GST, a non-fungible token (NFT) tied to fitness app STEPN, dropped around 10% after its operator said it would be banned in China this summer.
As Bloomberg reported Friday (May 27), a second cryptocurrency tied to the app, GMT, fell more than 30% before recovering.
STEPN uses blockchain technology that allows users to purchase virtual sneakers in the form of NFTs, which they then use to earn GMT or GST coins by walking or running. But because STEPN has stopped offering GPS services to customers in China, those users will no longer be able to collect tokens. The ban is set to go into effect on July 15.
“STEPN has always attached great importance to compliance obligations and always strictly abides by the relevant requirements of local regulatory agencies,” the firm said on Twitter without mentioning which regulator in China had asked for the move or if had even been requested by regulators in that country.
China has banned the mining and trading of cryptocurrencies, but still allows NFTs and blockchains, with some restrictions. Bloomberg says it uses permission-based blockchains operating under the watch of the government and has forbidden the use of secondary NFT markets such as OpenSea.

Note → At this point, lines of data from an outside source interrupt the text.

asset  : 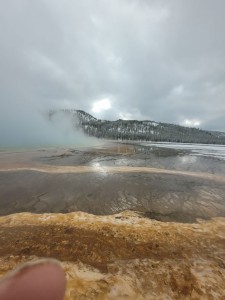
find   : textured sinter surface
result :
[0,211,225,300]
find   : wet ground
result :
[0,143,225,222]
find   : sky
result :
[0,0,225,143]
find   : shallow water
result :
[0,143,225,222]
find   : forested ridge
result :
[48,110,225,144]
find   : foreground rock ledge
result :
[0,211,225,300]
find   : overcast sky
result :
[0,0,225,146]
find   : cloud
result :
[0,0,225,143]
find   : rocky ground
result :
[0,211,225,300]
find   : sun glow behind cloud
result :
[182,119,201,127]
[92,98,111,113]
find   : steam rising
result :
[0,110,98,148]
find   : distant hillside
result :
[49,110,225,145]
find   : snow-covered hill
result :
[49,109,225,144]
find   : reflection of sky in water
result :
[90,162,108,177]
[142,143,225,160]
[178,155,197,164]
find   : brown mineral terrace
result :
[0,211,225,300]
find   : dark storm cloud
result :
[0,0,225,146]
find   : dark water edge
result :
[0,144,225,222]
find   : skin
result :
[0,260,66,300]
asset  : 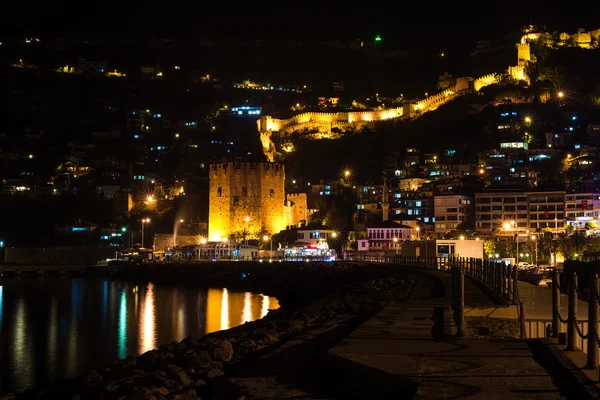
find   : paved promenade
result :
[330,272,577,399]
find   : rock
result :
[138,350,160,363]
[106,380,133,393]
[85,369,102,387]
[165,379,183,392]
[193,351,212,368]
[151,386,170,396]
[290,319,304,331]
[167,364,194,387]
[173,389,200,400]
[127,387,158,400]
[209,361,223,369]
[240,339,256,349]
[158,351,175,360]
[208,339,233,362]
[204,368,225,379]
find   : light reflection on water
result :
[0,277,279,396]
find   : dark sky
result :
[0,4,600,45]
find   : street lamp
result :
[142,218,150,247]
[263,235,273,257]
[221,237,231,257]
[502,221,519,264]
[531,235,537,265]
[244,216,250,246]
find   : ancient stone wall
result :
[517,42,531,62]
[154,233,202,251]
[285,193,308,226]
[208,162,285,241]
[473,74,498,92]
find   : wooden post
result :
[585,274,598,369]
[566,272,579,351]
[552,268,561,338]
[456,268,465,336]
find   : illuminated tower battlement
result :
[208,162,286,241]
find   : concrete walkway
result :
[330,272,576,399]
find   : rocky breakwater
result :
[29,268,422,400]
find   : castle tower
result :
[381,176,390,221]
[208,162,285,241]
[517,43,531,65]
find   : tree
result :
[537,66,565,87]
[437,72,456,90]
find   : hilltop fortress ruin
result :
[256,27,600,161]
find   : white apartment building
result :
[527,191,566,233]
[475,191,600,236]
[433,195,474,234]
[565,193,600,228]
[475,192,528,236]
[296,226,337,245]
[358,220,413,251]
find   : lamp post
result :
[263,235,273,257]
[244,216,250,246]
[221,237,231,257]
[142,218,150,247]
[531,235,537,265]
[503,221,519,265]
[198,237,208,260]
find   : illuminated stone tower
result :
[381,176,390,221]
[517,43,531,65]
[208,162,285,241]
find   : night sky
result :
[0,5,600,56]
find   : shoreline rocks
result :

Last month, a trip of financial bodies in China — the Internet Financial Association, the China Banking Association and the China Securities Association — issued a series of guidelines aimed at controlling how NFTs are used.
Among the guidelines: NFTs must not be used to issue financial assets such as securities, insurance, loans, or precious metals. In addition, the three organizations say that the pricing and settlement of NFT transactions shouldn’t include cryptocurrencies.
PYMNTS wrote this week about the myriad ways NFT owners have begun to commercialize their tokens, from the NFT collection inspired by Netflix’s The Chilling Adventures of Sabrina to the pop duo The Chainsmoke’s giveaway of 5,000 NFT to frequent concert goers and other hardcore fans.